The Sunshine Brothers brought the motion of the ocean to Sandbar last Saturday night with its island-loving tunes as part of the first annual New Noise Santa Barbara music festival. Sunshine Brothers kicked off the last night of the festival at Sandbar, followed by other bands Litmore, Matthew McAvene and culminating in Culver City Dub Collective.
Hailing from Santa Barbara, Sunshine Brothers, a seven-piece band, released its debut album, Live by the Sunok in the spring of 2008. A self-proclaimed “hippie-dippie band,” it takes its cue from our own little city right here on the Pacific, creating a style that fuses surf-rock beats and reggae horns.
At first glance, the band might seem out of place in the venue, where college football dominates the TV screens and employees are often decked out in game-day jerseys and tube socks. But appearances aside, Sandbar is used to Jamaican jams: It is home to weekly Reggae Tuesdays. The juxtaposition of the Rastafarian mood and the jocked-out State Street club only served to highlight the varying influences on the band, and the eclectic atmosphere of this town in general.

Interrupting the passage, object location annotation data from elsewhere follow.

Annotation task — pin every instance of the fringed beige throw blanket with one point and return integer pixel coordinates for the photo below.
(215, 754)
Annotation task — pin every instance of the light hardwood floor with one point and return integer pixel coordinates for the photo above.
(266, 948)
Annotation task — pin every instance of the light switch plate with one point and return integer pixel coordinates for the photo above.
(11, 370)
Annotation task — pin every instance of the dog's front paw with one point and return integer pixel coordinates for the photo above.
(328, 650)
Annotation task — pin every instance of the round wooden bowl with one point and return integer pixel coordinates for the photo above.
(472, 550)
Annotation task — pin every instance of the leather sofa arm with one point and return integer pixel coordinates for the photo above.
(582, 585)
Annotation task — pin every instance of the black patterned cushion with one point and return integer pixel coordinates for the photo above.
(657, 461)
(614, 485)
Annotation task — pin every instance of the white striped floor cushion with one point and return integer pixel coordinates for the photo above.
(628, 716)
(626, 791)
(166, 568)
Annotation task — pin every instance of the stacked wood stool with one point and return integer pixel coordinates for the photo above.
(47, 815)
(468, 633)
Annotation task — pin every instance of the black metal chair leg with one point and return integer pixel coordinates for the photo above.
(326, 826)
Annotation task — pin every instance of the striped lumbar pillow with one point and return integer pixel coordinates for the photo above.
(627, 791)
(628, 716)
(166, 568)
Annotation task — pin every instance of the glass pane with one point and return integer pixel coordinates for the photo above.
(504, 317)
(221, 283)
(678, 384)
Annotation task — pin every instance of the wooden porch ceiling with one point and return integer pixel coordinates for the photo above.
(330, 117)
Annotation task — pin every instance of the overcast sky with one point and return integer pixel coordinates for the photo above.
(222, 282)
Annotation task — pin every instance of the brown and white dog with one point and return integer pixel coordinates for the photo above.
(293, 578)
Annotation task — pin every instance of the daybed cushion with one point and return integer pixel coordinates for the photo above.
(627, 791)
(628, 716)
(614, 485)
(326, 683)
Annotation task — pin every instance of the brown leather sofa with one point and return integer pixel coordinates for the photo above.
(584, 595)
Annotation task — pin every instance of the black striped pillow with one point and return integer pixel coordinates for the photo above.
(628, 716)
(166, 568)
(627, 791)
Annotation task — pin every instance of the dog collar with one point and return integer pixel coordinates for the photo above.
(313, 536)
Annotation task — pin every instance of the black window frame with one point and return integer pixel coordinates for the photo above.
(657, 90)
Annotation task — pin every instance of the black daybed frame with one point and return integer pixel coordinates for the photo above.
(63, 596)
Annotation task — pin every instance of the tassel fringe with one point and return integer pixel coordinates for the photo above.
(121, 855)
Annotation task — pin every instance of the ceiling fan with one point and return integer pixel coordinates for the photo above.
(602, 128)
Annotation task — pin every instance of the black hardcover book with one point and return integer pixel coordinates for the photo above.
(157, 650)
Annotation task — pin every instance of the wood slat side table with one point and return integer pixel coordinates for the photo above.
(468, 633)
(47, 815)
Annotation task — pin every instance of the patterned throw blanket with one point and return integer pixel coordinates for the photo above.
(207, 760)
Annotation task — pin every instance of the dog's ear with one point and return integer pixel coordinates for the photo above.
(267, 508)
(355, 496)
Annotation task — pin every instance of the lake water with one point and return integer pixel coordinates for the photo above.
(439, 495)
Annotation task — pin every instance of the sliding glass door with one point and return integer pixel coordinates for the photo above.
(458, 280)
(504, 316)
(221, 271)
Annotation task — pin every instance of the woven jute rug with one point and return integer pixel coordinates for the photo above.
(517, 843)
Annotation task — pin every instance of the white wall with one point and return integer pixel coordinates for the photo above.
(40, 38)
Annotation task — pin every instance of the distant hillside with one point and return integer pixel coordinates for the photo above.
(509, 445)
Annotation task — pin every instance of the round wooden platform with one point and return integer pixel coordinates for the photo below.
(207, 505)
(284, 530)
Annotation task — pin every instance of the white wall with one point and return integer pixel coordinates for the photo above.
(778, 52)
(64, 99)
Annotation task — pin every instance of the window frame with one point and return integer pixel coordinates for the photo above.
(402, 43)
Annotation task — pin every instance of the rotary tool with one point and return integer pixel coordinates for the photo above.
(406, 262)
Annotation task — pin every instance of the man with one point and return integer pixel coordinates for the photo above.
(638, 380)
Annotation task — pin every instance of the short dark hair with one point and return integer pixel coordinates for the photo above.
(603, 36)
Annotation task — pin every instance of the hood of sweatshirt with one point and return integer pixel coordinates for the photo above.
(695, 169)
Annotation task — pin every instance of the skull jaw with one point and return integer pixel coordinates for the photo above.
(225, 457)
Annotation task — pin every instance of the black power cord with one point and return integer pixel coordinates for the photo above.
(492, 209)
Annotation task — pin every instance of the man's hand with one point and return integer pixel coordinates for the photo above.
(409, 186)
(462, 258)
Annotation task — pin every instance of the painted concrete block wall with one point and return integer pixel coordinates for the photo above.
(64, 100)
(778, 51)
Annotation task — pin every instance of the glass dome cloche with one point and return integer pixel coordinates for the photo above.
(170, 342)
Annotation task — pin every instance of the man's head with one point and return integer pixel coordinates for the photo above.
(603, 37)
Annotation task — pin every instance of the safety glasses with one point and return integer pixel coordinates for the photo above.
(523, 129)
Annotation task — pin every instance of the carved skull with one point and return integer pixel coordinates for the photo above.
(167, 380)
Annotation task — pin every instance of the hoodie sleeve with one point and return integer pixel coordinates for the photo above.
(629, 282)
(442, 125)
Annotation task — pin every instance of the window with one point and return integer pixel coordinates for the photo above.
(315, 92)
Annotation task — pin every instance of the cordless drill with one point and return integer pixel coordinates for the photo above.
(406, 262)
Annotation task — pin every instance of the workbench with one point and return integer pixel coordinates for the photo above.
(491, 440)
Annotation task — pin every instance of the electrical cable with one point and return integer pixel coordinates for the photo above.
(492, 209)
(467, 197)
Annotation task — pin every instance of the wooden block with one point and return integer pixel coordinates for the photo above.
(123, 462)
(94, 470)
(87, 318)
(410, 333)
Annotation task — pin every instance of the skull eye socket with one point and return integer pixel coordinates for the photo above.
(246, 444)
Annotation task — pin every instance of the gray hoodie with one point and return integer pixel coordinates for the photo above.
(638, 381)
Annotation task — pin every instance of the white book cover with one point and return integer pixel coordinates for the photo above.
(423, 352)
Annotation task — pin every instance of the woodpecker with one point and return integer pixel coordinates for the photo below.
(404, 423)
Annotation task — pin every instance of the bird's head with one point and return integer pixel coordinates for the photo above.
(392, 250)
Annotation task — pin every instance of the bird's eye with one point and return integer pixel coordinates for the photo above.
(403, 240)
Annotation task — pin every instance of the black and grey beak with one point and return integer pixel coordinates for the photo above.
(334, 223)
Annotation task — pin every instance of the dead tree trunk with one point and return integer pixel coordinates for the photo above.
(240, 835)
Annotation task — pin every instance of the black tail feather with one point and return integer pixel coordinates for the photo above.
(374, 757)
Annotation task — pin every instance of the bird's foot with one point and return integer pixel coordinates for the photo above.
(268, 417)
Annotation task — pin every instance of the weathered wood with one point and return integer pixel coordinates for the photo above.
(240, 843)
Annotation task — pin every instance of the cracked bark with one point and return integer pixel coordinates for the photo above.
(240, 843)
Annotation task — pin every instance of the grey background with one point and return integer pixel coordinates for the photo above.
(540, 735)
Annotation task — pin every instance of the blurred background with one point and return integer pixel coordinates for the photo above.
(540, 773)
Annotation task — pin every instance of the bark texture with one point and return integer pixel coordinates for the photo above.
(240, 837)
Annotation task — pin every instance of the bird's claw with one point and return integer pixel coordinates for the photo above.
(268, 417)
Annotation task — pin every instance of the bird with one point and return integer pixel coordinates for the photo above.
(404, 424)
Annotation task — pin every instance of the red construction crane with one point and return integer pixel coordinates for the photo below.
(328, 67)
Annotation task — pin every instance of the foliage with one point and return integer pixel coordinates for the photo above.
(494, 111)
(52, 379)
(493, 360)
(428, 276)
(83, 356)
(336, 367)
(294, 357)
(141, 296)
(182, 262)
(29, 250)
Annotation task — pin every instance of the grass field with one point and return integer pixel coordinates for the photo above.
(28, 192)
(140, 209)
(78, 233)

Led by Owen Plant, who performs the band’s lead vocals and plays acoustic guitar, Sunshine Brothers cruised into the darkly lit Sandbar and played like it was a sunny, Sunday afternoon at an oceanside Del Playa Drive backyard party. The band was very comfortable with the assembled audience, no doubt a result of its laid-back island mentality and its frequent performances in the area. The band opened at the West Beach Music Festival last month on Santa Barbara’s shoreline, and even though they were in a restaurant where the majority of attendees were of the middle-aged variety Saturday night, the Bros. still gave off the beach vibe with its Rainbow Sandals and persistent calls for rum.
Plant had a strong stage presence despite the incredibly small onstage space, but some other band members weren’t so fortunate. The bassist actually played the whole set from behind a stripper pole in the corner of the stage but that didn’t stop him from grooving. The brass section, including a trumpet, sax and trombone, played off to one side, but kept the audience’s attention with blaring solos. Christopher Tyng’s rhythm on the drums infected the crowd, filling the floor space in front of the stage. Co-songwriting with Plant, Tyng’s songs have been featured on both “Futurama” and “The O.C.”
The 45-minute-long set contained songs from both the band’s debut album and its forthcoming follow-up effort it’s been working on for the past two months. The sound ranged from poppy, wailing vocals about love to whistling to straight Patois (the Jamaican pidgin language). Plant himself migrated to this country from Jamaica, making the band’s toast to “peace and love” feel that much more authentic.
Nice touches like Tyng’s switch from the drums to the cajón, a box drum of Afro-Peruvian origin, complemented the reggae feeling.
Just as Rebelution created its own reggaeton sound in I.V., the Sunshine Brothers successfully bring their Jamaican surfboards and rum to the beach city of Santa Barbara. You can check them out at SOhO on Halloween if you want to experience some Marley love for yourself.